6) Can DNSSEC be the trigger even if I’m not “using DNSSEC”?
Yes. Recursive resolvers may validate DNSSEC and fetch extra records, and clients might request DNSSEC (the DO bit). Even without client requests, upstream behavior can enlarge responses for certain names.
7) What about DNS over HTTPS (DoH) or DNS over TLS (DoT)?
They ride over TCP (and often TLS), so they’re less sensitive to UDP fragmentation. But they introduce different failure modes (proxy interception, TLS inspection, connection limits, latency). Don’t use DoH/DoT as a band-aid for broken MTU unless you accept the tradeoffs.
8) I see “truncated” responses (TC bit). Is that MTU?
Not necessarily. Truncation means the server intentionally cut the UDP response and asks the client to retry over TCP. That can be caused by size limits, policy, or upstream behavior. MTU issues often look like timeouts instead of clean truncation because the response is lost mid-flight.
9) Can a single firewall rule really break only large DNS answers?
Absolutely. A rule that drops IP fragments, or blocks ICMP “frag needed,” selectively harms packets that exceed PMTU. Small DNS responses keep working, which is why this issue survives so long in production.
Next steps you can do today
MTU bugs don’t announce themselves. They cosplay as flaky DNS, “random” timeouts, and user complaints that sound subjective until you realize the packet sizes are objective.
- Prove it: run
dignormal vs+tcpvs+bufsize=1232for a failing name. - Measure it: find the egress interface and PMTU to the resolver IP using DF pings.

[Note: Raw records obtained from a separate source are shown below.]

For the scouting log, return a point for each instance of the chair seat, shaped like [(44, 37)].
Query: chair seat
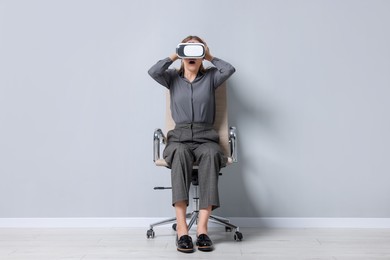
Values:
[(162, 162)]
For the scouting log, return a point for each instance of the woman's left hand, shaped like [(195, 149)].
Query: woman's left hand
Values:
[(208, 55)]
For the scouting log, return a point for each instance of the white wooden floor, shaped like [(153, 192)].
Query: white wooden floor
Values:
[(131, 243)]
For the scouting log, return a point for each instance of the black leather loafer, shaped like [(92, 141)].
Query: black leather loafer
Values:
[(184, 244), (204, 243)]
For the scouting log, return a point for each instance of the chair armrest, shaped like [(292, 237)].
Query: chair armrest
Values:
[(233, 143), (158, 138)]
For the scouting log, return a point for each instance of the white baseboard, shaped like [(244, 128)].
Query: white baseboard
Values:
[(241, 222)]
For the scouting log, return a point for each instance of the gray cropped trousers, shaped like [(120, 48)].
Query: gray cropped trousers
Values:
[(189, 145)]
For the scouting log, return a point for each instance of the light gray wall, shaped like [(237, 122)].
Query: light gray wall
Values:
[(310, 99)]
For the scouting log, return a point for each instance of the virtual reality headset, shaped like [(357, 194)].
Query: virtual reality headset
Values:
[(191, 50)]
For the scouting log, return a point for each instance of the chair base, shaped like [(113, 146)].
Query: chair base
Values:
[(193, 217)]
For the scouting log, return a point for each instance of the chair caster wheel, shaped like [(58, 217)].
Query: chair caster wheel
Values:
[(238, 236), (150, 233)]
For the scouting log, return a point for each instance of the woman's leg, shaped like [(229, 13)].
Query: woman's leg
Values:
[(181, 211), (180, 159), (204, 214)]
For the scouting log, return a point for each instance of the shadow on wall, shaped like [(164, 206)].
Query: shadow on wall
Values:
[(243, 190)]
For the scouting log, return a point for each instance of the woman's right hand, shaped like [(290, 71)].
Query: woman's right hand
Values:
[(174, 56)]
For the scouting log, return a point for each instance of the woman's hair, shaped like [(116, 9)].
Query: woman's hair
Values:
[(187, 39)]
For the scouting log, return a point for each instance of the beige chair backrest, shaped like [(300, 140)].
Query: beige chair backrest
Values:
[(221, 118)]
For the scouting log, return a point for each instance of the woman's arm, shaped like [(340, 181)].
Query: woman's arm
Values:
[(222, 71)]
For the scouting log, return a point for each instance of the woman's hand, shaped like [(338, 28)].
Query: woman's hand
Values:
[(174, 57), (208, 55)]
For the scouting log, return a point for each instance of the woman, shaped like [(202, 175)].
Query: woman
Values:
[(193, 141)]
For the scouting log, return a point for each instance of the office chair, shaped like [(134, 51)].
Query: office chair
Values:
[(228, 143)]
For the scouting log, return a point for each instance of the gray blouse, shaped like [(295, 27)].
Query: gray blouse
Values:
[(192, 102)]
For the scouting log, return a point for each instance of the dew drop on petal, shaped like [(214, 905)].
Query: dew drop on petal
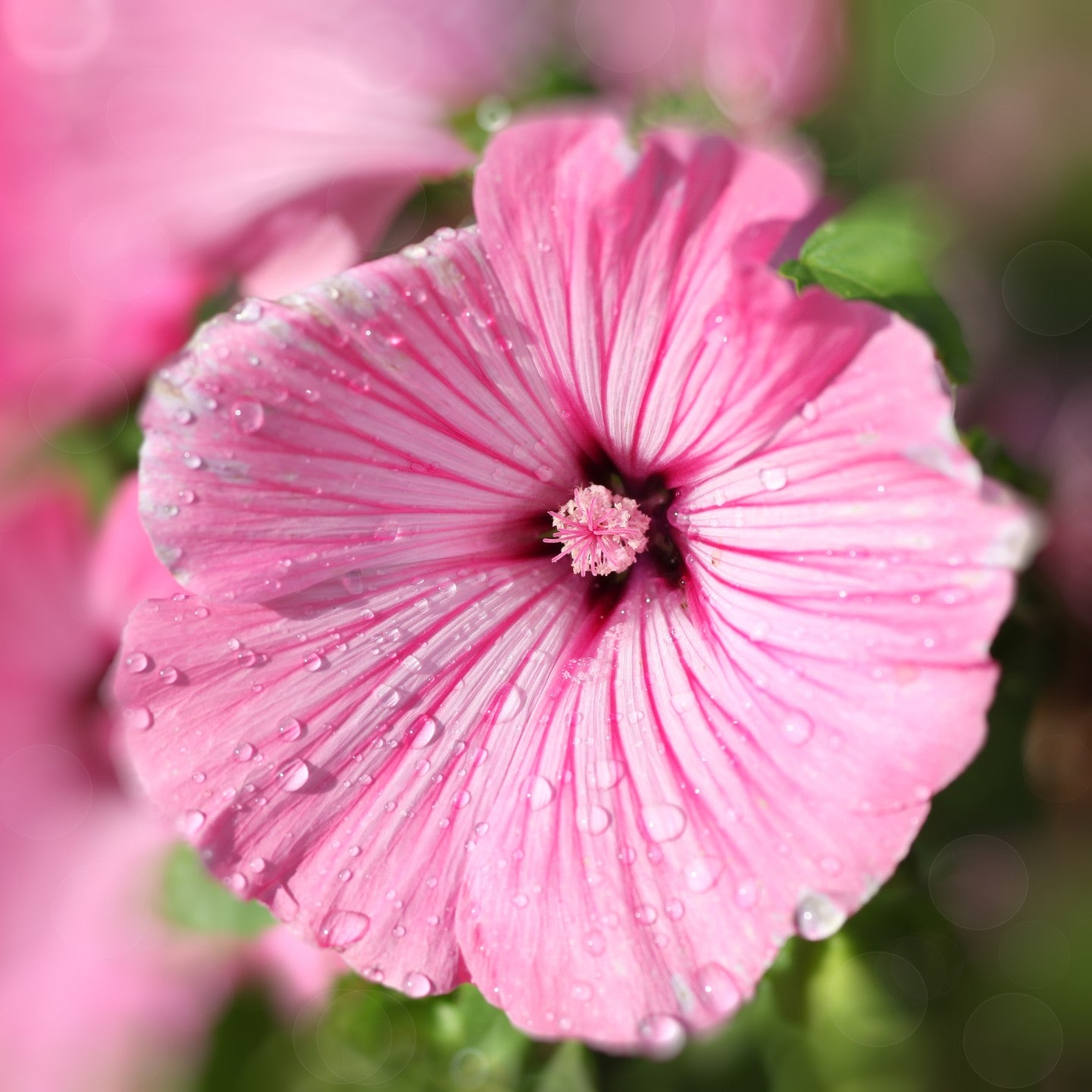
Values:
[(818, 916), (607, 772), (294, 775), (703, 873), (386, 695), (662, 1034), (509, 702), (416, 984), (797, 727), (289, 730), (248, 415), (540, 792), (138, 718), (717, 988), (341, 928), (424, 731), (773, 477), (593, 819), (663, 821)]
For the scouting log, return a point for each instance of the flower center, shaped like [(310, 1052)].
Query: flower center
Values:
[(599, 531)]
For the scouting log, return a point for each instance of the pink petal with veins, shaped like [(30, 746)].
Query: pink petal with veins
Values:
[(609, 800), (151, 153)]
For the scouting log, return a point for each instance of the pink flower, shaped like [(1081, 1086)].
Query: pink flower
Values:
[(762, 60), (605, 800), (97, 993), (152, 152)]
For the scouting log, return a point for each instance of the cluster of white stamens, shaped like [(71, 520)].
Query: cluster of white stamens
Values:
[(601, 531)]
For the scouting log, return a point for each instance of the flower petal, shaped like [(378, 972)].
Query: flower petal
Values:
[(683, 837), (389, 416), (336, 756), (621, 260)]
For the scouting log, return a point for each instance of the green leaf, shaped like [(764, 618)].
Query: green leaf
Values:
[(878, 252), (567, 1070), (193, 900)]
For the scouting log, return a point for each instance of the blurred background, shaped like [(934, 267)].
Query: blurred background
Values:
[(158, 158)]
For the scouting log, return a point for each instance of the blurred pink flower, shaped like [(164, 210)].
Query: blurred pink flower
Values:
[(152, 152), (762, 60), (607, 802), (97, 994)]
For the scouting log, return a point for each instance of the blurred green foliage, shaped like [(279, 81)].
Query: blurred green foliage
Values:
[(878, 252)]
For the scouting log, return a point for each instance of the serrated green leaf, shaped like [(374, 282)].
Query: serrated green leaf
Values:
[(878, 252), (193, 900)]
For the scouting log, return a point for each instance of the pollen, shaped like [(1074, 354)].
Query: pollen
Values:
[(599, 531)]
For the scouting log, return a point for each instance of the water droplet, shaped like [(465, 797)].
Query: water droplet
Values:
[(593, 819), (341, 928), (663, 1034), (424, 731), (675, 910), (818, 916), (683, 701), (294, 775), (746, 894), (416, 984), (773, 477), (508, 702), (138, 718), (718, 990), (386, 695), (540, 792), (702, 873), (289, 730), (797, 727), (248, 415), (249, 310), (663, 821)]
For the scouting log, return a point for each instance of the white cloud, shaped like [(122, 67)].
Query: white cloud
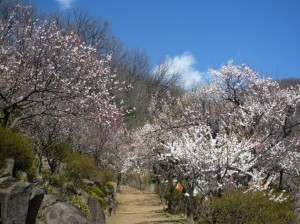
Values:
[(183, 64), (65, 4)]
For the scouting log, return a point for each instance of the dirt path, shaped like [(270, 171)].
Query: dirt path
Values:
[(139, 207)]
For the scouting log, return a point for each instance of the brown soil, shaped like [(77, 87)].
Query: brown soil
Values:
[(140, 207)]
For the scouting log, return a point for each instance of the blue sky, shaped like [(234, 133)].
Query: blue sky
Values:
[(199, 34)]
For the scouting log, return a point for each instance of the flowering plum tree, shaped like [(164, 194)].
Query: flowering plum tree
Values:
[(239, 131), (46, 71)]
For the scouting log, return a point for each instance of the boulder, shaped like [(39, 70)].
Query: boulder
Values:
[(69, 188), (64, 213), (36, 198), (7, 171), (14, 200)]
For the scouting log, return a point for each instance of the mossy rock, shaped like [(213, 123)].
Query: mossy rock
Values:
[(17, 147)]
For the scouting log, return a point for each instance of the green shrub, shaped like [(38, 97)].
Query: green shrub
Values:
[(97, 191), (81, 204), (247, 208), (55, 154), (80, 166), (17, 147)]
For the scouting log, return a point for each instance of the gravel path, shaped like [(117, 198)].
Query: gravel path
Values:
[(140, 207)]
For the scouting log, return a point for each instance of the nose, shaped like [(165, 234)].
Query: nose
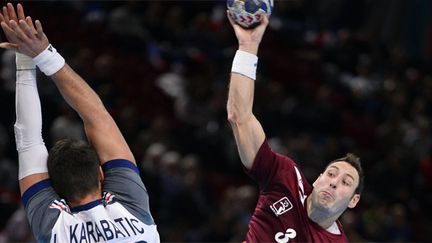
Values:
[(333, 185)]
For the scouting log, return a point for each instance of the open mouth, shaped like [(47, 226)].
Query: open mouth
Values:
[(327, 194)]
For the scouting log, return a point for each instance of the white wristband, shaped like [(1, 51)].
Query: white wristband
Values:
[(245, 64), (24, 62), (49, 61)]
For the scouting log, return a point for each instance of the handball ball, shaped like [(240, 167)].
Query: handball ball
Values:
[(248, 13)]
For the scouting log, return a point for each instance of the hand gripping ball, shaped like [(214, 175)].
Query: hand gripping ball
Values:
[(248, 13)]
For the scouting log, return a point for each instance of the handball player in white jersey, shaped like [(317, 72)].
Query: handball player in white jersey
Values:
[(289, 209), (76, 192)]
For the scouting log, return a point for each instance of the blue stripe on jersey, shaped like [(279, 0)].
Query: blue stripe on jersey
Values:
[(29, 193), (87, 206), (120, 163)]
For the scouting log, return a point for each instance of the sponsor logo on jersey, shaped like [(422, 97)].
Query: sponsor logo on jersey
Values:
[(284, 237), (60, 205), (282, 206)]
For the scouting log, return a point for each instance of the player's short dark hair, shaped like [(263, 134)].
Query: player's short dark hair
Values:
[(355, 162), (73, 167)]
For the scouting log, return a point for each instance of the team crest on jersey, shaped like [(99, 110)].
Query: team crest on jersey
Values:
[(282, 206), (107, 198), (60, 205)]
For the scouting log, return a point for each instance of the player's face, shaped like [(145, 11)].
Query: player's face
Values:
[(334, 189)]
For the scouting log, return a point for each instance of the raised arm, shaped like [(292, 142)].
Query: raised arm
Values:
[(102, 132), (248, 132), (32, 153)]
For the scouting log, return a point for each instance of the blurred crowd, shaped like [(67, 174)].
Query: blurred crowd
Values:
[(334, 76)]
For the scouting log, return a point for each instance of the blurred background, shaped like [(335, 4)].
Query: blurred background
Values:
[(334, 76)]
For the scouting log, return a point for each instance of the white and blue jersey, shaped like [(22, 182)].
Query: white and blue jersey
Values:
[(122, 215)]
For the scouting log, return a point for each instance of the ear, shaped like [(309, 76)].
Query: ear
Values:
[(316, 180), (101, 175), (354, 200)]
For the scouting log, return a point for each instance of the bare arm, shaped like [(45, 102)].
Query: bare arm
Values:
[(248, 132), (100, 127)]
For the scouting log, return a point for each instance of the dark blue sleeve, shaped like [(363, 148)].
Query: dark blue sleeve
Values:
[(123, 181), (37, 201)]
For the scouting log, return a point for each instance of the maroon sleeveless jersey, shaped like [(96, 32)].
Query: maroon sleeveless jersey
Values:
[(280, 214)]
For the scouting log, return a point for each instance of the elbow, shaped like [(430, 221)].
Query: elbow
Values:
[(236, 117), (232, 114)]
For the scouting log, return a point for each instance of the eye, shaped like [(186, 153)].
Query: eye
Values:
[(346, 183)]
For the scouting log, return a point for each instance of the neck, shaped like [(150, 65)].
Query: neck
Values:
[(86, 199), (320, 216)]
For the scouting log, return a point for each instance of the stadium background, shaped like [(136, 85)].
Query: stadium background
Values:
[(334, 76)]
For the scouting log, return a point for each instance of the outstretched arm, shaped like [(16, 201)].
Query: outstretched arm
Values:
[(32, 153), (101, 130), (248, 132)]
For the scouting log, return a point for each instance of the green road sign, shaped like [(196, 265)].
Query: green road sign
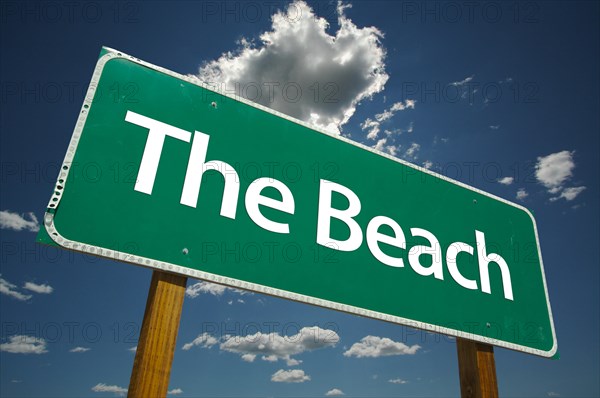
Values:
[(164, 172)]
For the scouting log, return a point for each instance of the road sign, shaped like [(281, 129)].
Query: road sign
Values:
[(164, 172)]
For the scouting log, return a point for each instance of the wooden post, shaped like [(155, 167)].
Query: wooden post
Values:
[(156, 347), (477, 369)]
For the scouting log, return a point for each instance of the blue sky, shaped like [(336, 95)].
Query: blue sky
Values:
[(502, 96)]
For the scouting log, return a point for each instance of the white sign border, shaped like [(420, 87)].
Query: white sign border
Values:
[(168, 267)]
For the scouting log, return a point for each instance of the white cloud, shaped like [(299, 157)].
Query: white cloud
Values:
[(101, 387), (21, 344), (301, 70), (80, 349), (17, 222), (374, 347), (372, 126), (411, 152), (506, 180), (273, 347), (398, 106), (463, 81), (11, 290), (554, 170), (569, 193), (214, 289), (522, 194), (290, 376), (41, 289), (380, 146), (204, 340)]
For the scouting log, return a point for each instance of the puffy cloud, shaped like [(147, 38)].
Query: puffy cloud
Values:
[(41, 289), (554, 170), (21, 344), (411, 152), (522, 194), (270, 347), (569, 193), (303, 71), (204, 340), (290, 376), (374, 347), (506, 180), (79, 349), (398, 106), (17, 222), (273, 347), (101, 387), (214, 289), (374, 126), (11, 290), (463, 81)]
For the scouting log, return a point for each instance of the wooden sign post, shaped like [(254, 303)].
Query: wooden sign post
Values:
[(477, 369), (156, 347)]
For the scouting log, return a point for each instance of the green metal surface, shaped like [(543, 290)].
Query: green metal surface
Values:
[(100, 207)]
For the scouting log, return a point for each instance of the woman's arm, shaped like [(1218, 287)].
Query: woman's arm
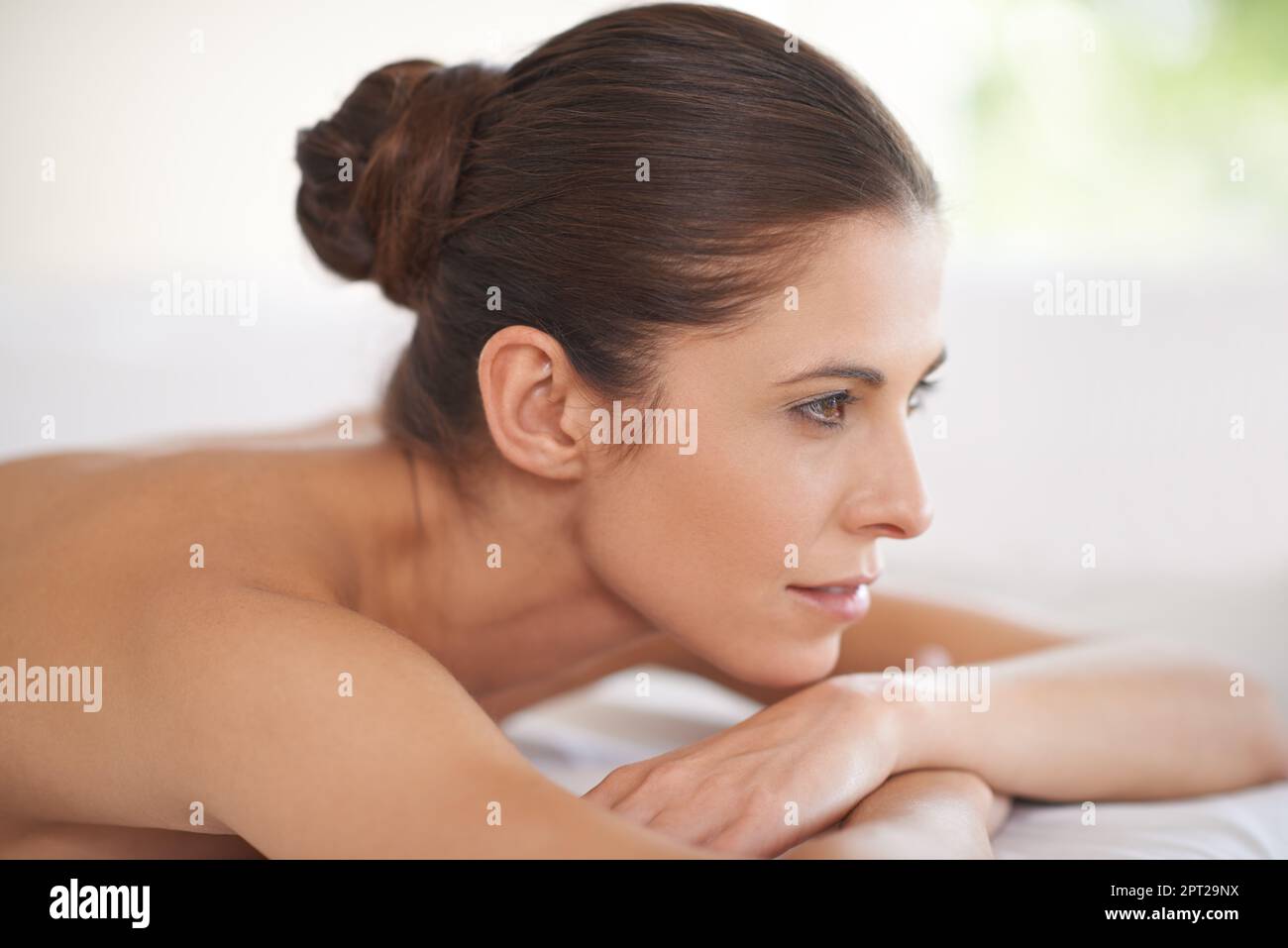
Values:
[(254, 717), (919, 814), (1125, 719)]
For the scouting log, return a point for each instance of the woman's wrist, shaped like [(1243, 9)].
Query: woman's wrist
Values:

- Mitigate fast: cap resolver EDNS UDP size to 1232 and ensure TCP/53 is allowed.
- Fix for real: correct tunnel/overlay MTU and permit essential ICMP for PMTUD; decide fragment policy intentionally.
- Keep it fixed: add a canary test from VPN + data center + cloud that includes at least one large DNSSEC response.
Do those five things and you’ll stop treating DNS like a mystical service and start treating it like what it is: packets, sizes, and paths. The network will still find new ways to disappoint you, but at least you’ll know where to look first.